The district court dismissed the homeowner’s federal claims for lack of standing and failing to provide requisite notice for their Clean Air Act claims, but ruled that they were allowed to proceed on their state common law claims of nuisance, trespass and negligence, which were not preempted by federal law.

The Louisville Gas & Electric company appealed the decision to the court of appeals, contesting the district court’s denial of their motion to dismiss the state claims on preemption grounds. The homeowners also contested the district court’s dismissal of their federal law claims.

Appeals court affirms lower court ruling

Relying on a previously decided case, Merrick v. Diageo Americas Supply, the court concluded that the Clean Air Act does not preempt state law claims because “states retain the right to ‘adopt or enforce’ common law standards that apply to emissions.” In the Merrick case, landowners brought a lawsuit against a Kentucky whiskey distiller for ethanol emissions.

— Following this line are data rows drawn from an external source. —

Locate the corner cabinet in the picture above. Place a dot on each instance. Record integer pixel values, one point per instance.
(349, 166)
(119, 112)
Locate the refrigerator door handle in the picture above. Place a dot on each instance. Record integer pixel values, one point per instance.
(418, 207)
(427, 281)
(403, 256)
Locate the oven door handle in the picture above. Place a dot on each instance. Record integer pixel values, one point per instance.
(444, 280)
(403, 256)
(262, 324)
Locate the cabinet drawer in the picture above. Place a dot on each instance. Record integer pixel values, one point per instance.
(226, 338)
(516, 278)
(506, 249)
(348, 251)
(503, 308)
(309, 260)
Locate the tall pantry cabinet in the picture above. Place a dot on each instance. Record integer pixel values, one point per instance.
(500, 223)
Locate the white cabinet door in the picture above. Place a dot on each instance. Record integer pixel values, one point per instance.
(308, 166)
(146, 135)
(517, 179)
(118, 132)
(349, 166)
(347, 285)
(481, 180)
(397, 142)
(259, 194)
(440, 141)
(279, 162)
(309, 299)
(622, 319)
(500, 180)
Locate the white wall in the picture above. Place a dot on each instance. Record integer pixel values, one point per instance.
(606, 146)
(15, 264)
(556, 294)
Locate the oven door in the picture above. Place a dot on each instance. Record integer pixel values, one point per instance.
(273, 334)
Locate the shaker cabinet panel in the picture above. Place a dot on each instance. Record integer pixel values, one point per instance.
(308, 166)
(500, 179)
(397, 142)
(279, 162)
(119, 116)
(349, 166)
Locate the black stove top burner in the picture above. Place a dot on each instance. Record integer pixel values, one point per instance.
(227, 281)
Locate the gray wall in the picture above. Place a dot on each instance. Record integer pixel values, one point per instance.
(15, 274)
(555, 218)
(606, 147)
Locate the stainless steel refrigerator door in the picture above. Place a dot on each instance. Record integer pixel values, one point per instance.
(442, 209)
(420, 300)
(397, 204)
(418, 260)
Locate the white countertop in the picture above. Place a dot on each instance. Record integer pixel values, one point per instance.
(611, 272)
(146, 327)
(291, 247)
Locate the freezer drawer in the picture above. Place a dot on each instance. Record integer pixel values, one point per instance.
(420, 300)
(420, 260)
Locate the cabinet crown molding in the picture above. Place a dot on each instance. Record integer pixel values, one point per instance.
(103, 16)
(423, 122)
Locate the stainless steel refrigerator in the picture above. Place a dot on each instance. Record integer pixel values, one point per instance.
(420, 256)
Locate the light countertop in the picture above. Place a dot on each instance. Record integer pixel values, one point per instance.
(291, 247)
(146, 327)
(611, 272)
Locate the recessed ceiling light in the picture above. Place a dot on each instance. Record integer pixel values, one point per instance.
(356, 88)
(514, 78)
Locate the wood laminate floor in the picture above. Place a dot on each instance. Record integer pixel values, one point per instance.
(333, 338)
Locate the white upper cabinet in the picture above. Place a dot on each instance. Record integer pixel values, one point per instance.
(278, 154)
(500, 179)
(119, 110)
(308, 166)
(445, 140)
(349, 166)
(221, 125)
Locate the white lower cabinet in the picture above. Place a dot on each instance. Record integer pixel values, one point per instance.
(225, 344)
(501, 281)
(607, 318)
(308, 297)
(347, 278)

The court found that the state claims brought against LGE by the homeowners were not “materially distinguishable from state common law claims raised in Merrick” and that the “Clean Air Act does not preempt plaintiffs’ state common law claims.”

The court refused to consider the homeowner’s challenge to the district court’s dismissal of their federal claims, citing that the district court only allowed an appeal of issues related to the portion of the order that “denied Defendant’s motion to dismiss Plaintiffs’ state common law claims on preemption grounds under the Clean Air Act.” The court also noted that the homeowners never filed a cross-petition to appeal the district court’s order dismissing their federal law claims.

The homeowner’s attorney stated that the homeowners were pleased with the ruling that recognized the “continual rains of ash and dust from the Cane Run plant” provide homeowners with “claims they can bring before the court.”

The case is Kathy Little et al v. Louisville Gas & Electric Company, case number 14-6499 in the U.S. Court of Appeals for the 6th Circuit.